South Korean President Park Geun-Hye cheers with new military officers during a military commissioning ceremony at Gyeryongdae, the country's main military compound, March 4, 2016.

South Korean President Park Geun-Hye cheers with new military officers during a military commissioning ceremony at Gyeryongdae, the country's main military compound, March 4, 2016.

South Korean President Park Geun-hye says her country must make it clear the North Korean regime will not survive if it does not give up its nuclear program.

Park made the remarks in a televised speech for newly commissioned military officers Friday, a day after North Korean leader Kim Jong Un ordered his military to be ready to use its nuclear weapons "at any moment."

Park said to expect a fiercer backlash than usual from North Korea in response to new international sanctions on Pyongyang that went into effect Wednesday.

People walk by a TV news program showing North Korean leader Kim Jong Un in Seoul, South Korea, Friday, March 4, 2016.

People walk by a TV news program showing North Korean leader Kim Jong Un in Seoul, South Korea, Friday, March 4, 2016.

Also Friday, a North Korean cargo vessel was stopped in the Philippines after inspections mandated by the new sanctions resulted in the discovery of some safety violations.

The MV Jin Teng was held in Subic Bay, Philippines, north of Manila.
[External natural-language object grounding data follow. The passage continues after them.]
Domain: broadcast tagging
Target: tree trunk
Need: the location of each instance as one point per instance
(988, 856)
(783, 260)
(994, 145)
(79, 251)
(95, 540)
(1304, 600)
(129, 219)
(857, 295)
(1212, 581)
A report to the coast guard said inspectors found no suspicious cargo, but spotted safety violations such as missing or damaged equipment that must be corrected before the ship can leave port.

On Thursday, North Korea fired six short-range missiles off its eastern coast, according to Seoul's Defense Ministry, which said the projectiles flew up to 150 kilometers before landing in the sea.

The North Korean news agency also quoted Kim on Friday threatening to carry out "a preemptive attack" on his country's enemies.

North Korea often threatens nuclear strikes during times of elevated tensions. But experts question whether the North has the ability to place its nuclear weapons on long-range missiles.